7. Dresser et servir
Tranchez la bavette en fines lamelles perpendiculaires aux fibres de la viande pour maximiser la tendreté. Répartissez le risotto d’épeautre au gorgonzola dans quatre assiettes creuses préchauffées. Disposez harmonieusement les tranches de bavette laquée sur le risotto. Arrosez d’un filet de laque restée dans la poêle et servez immédiatement pendant que tous les éléments sont encore fumants.
Mon astuce de chef
Pour vérifier la cuisson de votre bavette sans la piquer et perdre ses précieux jus, utilisez la technique du toucher : une viande saignante offre la même résistance que la base de votre pouce lorsque vous joignez pouce et index, une viande à point correspond à la jonction pouce-majeur. Si votre épeautre absorbe tout le bouillon avant d’être cuit, ajoutez simplement de l’eau chaude louche par louche. Pour un gorgonzola moins prononcé, remplacez la moitié de la quantité par de la ricotta crémeuse qui adoucira l’ensemble sans perdre en onctuosité.
Accords mets-vins : la puissance du mariage
La richesse de cette préparation exige un vin rouge structuré capable de tenir tête au gorgonzola tout en accompagnant la viande laquée. Un Amarone della Valpolicella italien, avec ses notes de fruits confits et d’épices, crée une harmonie parfaite avec les saveurs sucrées-salées de la laque. Pour une option française, optez pour un Châteauneuf-du-Pape dont la générosité aromatique et les tanins soyeux complètent idéalement la texture crémeuse du risotto. Les amateurs de vins moins puissants se tourneront vers un Côtes du Rhône Villages élevé en fûts, offrant suffisamment de corps sans dominer les subtilités du plat. Servez ces vins légèrement chambrés entre 16 et 18 degrés pour révéler toute leur palette aromatique.

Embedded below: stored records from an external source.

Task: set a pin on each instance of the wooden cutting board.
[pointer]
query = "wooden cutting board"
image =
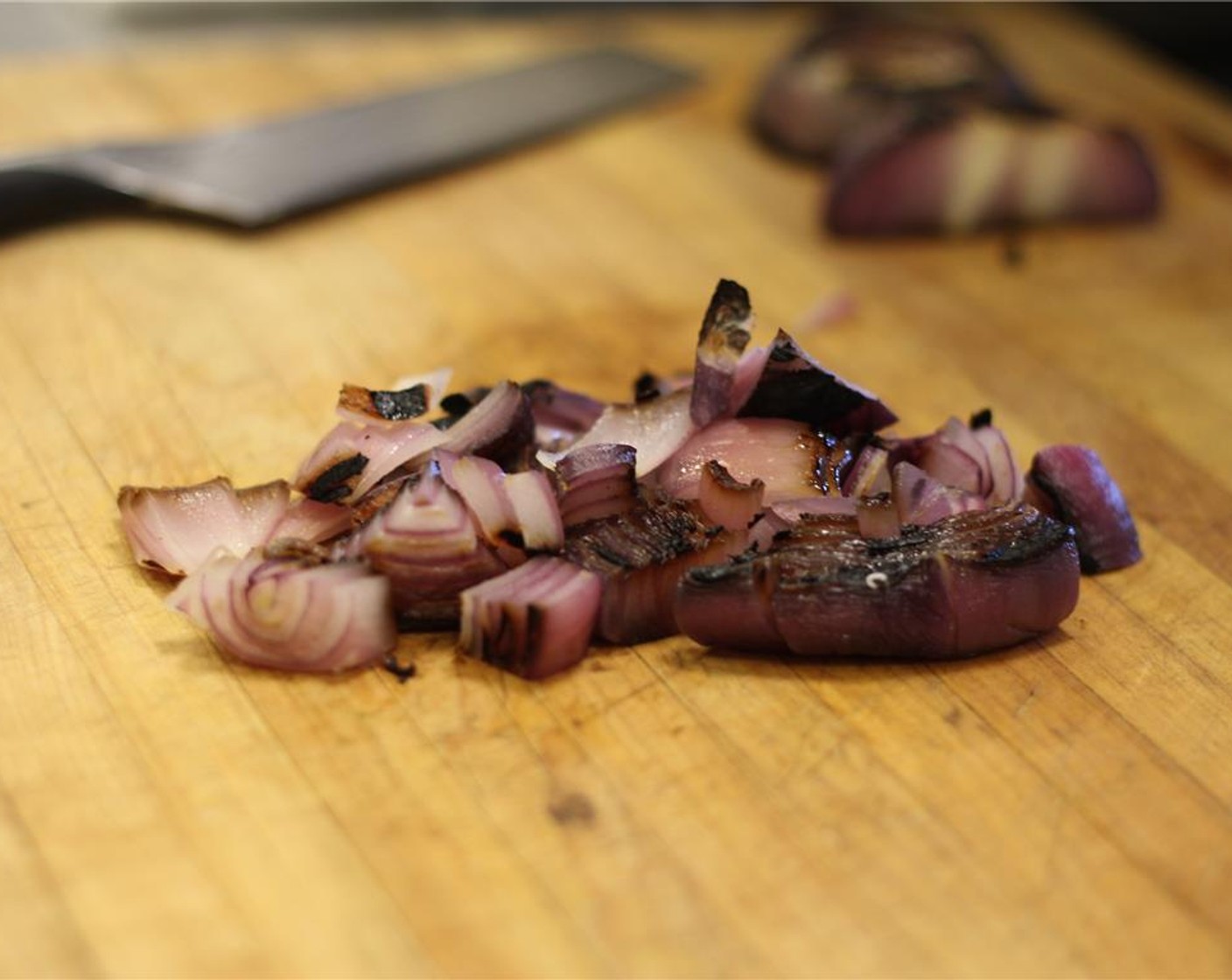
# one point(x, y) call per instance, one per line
point(1065, 808)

Origines et évolution d’un plat fusion
Le risotto trouve ses racines dans la plaine du Pô en Italie du Nord au XVIe siècle, région où la culture du riz s’est développée grâce aux conditions climatiques favorables. Le gorgonzola, fromage à pâte persillée originaire de la ville éponyme près de Milan, enrichit cette préparation depuis des décennies dans la cuisine lombarde traditionnelle. L’épeautre, céréale ancestrale cultivée depuis l’Antiquité, connaît un regain d’intérêt pour ses qualités nutritionnelles supérieures au riz classique. La bavette laquée représente quant à elle une technique d’inspiration asiatique adoptée par la cuisine française contemporaine, où les saveurs sucrées-salées apportent une dimension supplémentaire aux viandes rouges. Cette recette illustre parfaitement la tendance actuelle de la cuisine fusion, mêlant traditions culinaires de différents horizons pour créer des associations gustatives inédites et surprenantes. Les chefs contemporains revisitent ainsi les classiques en substituant le riz arborio par des céréales anciennes comme l’épeautre, le petit épeautre ou l’orge perlé, offrant des textures différentes et des profils nutritionnels enrichis en fibres et en protéines végétales.